На сцене стол, покрытый красным сукном, стулья и дальше, к простенку, две длинные скамьи.
Шум и гомон заполняют театр. Все хотят знать, что будет с Астраханью, что скажет Киров, что ответил на телеграмму Владимир Ильич.
Когда Сергей Миронович вышел к рампе и, вскинув голову, взглянул вперед, замерли все. Секунду, другую длилось молчание.
— Товарищи, — громким, раздавшимся по всему театру голосом начал Киров, — мы переживаем тяжелый момент. Наше сегодняшнее заседание открывается в тяжелой обстановке... Но вы знаете, товарищи, что Советская власть ничего не скрывает и не намерена скрывать от вас самой горькой правды.
Смотрю по сторонам. Сотни внимательно слушающих людей. Лица их напряжены, глаза суровы.
— Наша Астрахань объявлена на военно-осадном положении, — продолжает он. — Вы знаете, что пал Царицын... на другом фронте пал Харьков. Белогвардейские банды захватили Балашов. Они двигаются дальше, и это движение пока имеет определенный успех.
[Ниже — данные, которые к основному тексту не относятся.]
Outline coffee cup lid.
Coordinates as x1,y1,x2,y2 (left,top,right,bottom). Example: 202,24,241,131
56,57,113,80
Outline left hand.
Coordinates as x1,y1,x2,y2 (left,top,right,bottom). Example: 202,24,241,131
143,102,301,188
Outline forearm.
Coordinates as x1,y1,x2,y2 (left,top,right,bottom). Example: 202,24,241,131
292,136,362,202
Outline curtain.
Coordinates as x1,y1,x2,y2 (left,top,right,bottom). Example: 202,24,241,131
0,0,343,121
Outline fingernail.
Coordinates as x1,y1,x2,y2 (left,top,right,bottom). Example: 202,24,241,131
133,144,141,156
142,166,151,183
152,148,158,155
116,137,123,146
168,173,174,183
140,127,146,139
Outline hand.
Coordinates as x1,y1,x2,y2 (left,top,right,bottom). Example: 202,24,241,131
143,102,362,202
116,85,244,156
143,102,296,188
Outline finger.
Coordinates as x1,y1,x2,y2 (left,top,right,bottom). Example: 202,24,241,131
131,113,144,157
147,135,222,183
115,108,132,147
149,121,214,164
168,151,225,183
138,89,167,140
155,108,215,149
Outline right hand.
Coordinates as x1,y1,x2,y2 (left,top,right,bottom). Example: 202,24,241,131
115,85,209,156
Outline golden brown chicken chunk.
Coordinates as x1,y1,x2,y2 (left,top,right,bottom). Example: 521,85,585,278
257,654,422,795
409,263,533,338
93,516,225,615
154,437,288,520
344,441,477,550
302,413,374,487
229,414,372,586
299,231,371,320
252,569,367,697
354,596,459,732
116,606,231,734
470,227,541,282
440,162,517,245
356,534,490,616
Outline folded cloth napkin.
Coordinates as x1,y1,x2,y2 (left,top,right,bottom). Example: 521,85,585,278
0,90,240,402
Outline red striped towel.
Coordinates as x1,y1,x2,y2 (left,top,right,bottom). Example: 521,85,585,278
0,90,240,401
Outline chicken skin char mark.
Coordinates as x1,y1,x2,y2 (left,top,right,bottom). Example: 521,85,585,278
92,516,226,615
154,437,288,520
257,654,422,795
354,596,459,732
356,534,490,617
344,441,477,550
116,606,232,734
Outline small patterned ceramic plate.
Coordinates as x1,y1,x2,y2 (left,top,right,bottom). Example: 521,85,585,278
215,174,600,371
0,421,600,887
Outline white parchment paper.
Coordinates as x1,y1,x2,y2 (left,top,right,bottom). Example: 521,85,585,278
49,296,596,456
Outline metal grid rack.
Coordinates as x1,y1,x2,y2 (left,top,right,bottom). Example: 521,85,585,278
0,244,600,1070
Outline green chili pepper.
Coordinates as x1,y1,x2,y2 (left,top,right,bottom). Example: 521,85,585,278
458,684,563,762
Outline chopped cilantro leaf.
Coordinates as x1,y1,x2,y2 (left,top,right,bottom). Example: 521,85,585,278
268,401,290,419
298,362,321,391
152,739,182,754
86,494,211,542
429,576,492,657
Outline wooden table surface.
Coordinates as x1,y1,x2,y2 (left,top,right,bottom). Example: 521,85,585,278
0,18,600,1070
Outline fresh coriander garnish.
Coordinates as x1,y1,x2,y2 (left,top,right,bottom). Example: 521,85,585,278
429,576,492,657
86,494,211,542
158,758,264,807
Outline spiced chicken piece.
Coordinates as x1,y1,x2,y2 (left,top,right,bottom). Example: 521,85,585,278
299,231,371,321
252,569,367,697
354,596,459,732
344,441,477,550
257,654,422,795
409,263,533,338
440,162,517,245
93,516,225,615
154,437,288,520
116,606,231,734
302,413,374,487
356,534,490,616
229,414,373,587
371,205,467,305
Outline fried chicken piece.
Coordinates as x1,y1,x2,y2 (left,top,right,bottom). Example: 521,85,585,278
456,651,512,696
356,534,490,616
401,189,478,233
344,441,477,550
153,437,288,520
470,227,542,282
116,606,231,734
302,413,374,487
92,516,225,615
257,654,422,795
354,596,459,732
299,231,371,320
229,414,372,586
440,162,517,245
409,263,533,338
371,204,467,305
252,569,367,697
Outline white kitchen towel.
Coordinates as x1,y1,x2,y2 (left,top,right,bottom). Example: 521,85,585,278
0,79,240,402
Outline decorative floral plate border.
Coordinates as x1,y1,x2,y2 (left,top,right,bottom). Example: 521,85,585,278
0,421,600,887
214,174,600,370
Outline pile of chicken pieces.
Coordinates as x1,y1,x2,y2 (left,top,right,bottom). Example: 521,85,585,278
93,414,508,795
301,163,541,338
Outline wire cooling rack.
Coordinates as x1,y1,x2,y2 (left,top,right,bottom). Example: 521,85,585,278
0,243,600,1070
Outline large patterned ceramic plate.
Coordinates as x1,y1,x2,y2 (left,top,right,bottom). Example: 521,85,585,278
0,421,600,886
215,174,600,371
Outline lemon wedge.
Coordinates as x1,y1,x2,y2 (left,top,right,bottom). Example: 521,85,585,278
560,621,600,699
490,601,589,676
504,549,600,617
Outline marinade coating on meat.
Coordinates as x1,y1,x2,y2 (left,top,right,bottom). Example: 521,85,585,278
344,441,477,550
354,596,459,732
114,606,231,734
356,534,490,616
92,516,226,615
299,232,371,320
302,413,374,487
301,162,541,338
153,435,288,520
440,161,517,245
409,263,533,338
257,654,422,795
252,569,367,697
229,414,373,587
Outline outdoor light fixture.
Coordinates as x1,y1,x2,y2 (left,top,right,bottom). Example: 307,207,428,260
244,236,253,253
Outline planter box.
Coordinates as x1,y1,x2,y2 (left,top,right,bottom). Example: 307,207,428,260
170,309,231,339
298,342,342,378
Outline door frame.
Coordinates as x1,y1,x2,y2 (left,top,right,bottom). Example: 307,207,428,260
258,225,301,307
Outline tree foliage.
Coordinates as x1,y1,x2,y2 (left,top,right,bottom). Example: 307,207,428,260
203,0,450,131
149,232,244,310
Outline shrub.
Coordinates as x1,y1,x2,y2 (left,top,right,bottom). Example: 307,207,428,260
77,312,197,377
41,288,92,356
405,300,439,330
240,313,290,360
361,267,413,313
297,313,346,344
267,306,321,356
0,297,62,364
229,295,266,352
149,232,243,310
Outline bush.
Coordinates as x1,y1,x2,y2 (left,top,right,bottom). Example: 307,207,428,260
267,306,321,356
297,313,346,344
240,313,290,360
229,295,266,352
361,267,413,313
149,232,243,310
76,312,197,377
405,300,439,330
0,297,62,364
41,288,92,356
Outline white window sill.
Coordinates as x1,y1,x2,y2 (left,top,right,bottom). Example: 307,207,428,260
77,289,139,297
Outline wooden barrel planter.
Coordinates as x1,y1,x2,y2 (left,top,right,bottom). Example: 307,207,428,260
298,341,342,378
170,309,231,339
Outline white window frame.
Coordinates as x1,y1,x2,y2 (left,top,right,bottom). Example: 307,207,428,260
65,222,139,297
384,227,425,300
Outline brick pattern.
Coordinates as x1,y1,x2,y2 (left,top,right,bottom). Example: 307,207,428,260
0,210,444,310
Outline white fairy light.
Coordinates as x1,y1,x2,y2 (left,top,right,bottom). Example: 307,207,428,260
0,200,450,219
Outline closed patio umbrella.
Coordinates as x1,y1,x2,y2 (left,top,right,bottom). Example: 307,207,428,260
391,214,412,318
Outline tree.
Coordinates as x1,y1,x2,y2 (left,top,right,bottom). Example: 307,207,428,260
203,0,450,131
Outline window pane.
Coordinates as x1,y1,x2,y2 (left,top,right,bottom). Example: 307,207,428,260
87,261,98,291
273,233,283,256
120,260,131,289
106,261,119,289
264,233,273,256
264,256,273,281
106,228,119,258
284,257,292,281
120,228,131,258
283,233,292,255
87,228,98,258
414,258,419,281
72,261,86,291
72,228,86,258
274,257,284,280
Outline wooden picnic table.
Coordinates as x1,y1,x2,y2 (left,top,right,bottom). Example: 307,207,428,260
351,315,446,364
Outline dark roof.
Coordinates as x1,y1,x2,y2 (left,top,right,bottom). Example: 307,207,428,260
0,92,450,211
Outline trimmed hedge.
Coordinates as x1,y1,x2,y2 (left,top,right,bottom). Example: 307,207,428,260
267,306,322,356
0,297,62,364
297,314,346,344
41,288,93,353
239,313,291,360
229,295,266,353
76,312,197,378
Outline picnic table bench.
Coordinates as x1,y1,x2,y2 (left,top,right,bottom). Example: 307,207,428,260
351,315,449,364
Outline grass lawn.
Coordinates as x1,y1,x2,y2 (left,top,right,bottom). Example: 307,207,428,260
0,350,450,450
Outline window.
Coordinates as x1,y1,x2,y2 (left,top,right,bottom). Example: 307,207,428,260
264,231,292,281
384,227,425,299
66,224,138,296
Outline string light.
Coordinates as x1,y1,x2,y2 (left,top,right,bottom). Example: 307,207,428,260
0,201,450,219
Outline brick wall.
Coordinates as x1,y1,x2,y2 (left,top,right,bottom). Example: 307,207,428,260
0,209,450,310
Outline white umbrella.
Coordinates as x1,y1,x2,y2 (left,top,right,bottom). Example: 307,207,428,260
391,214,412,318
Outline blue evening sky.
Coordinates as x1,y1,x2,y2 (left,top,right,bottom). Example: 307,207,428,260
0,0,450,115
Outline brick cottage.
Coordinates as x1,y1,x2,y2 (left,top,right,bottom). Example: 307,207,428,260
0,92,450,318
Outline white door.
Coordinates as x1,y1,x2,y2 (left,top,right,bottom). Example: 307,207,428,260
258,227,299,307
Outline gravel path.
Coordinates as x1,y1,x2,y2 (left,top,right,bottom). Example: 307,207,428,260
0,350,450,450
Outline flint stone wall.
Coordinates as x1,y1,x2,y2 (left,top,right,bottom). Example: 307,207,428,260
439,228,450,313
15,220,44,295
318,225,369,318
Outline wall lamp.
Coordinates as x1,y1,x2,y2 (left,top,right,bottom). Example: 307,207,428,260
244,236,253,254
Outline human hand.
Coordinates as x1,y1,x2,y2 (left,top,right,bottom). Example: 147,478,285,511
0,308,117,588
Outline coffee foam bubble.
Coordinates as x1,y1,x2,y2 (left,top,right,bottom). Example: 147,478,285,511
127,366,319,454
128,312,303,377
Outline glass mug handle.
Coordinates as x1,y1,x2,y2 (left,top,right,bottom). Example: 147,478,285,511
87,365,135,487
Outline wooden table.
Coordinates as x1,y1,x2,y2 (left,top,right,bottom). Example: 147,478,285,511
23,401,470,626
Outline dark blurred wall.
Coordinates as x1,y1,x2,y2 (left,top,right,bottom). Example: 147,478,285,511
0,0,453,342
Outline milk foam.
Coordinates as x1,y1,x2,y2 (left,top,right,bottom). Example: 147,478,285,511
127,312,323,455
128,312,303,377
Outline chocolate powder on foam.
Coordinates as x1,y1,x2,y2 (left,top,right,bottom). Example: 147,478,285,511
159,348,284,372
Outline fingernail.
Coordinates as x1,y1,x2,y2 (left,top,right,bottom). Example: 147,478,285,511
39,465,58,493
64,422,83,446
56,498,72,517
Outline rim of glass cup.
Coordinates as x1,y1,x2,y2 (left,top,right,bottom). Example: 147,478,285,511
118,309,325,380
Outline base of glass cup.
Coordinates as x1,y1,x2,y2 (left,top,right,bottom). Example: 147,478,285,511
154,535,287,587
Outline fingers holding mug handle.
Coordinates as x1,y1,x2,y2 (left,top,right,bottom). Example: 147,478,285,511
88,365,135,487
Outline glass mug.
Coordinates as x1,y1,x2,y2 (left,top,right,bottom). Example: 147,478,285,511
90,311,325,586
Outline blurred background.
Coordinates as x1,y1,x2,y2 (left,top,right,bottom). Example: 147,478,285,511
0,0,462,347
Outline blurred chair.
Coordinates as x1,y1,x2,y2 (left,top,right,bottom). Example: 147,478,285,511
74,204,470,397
Киров говорит о тяжких испытаниях, выпавших на долю молодой республики. Открыто, правдиво и смело он сообщает о положении на фронтах, о том, как героически бьется наша разутая и раздетая Красная Армия против многочисленных, прекрасно вооруженных Антантой белогвардейских банд Деникина, Юденича и Колчака.
— Но Советская власть все равно опять восторжествует и не даст белобандитам возможности терзать пролетарское государство, — уверенно заявляет он.
Гром аплодисментов прерывает его горячую, взволнованную речь.
Переждав, оратор переходит к положению в районе Астрахани. Много трудностей стоит перед нами впереди, но астраханские большевики, опирающиеся в своей борьбе на рабочих и крестьян, все осилят и переборют.
— Не бойтесь, не впадайте в панику, не поддавайтесь провокации, товарищи, — подходя к самой рампе, говорит Киров. Лицо его горит, глаза вдохновенно блестят; он делает рукой энергичный жест и, весь перегнувшись вперед, бросает в зал: — Астрахань не сдадим!
Голос его звенит и рвется. Люди вскакивают с мест. Буря криков и аплодисментов проносится по театру. Вижу, как в волнении дрожат губы старика рабочего, стоящего рядом со мной.
— Да здравствует коммунизм! Да здравствует мировая революция! Да здравствует Ленин! Владимир Ильич Ленин! — поднимая над головой руки, восклицает Мироныч.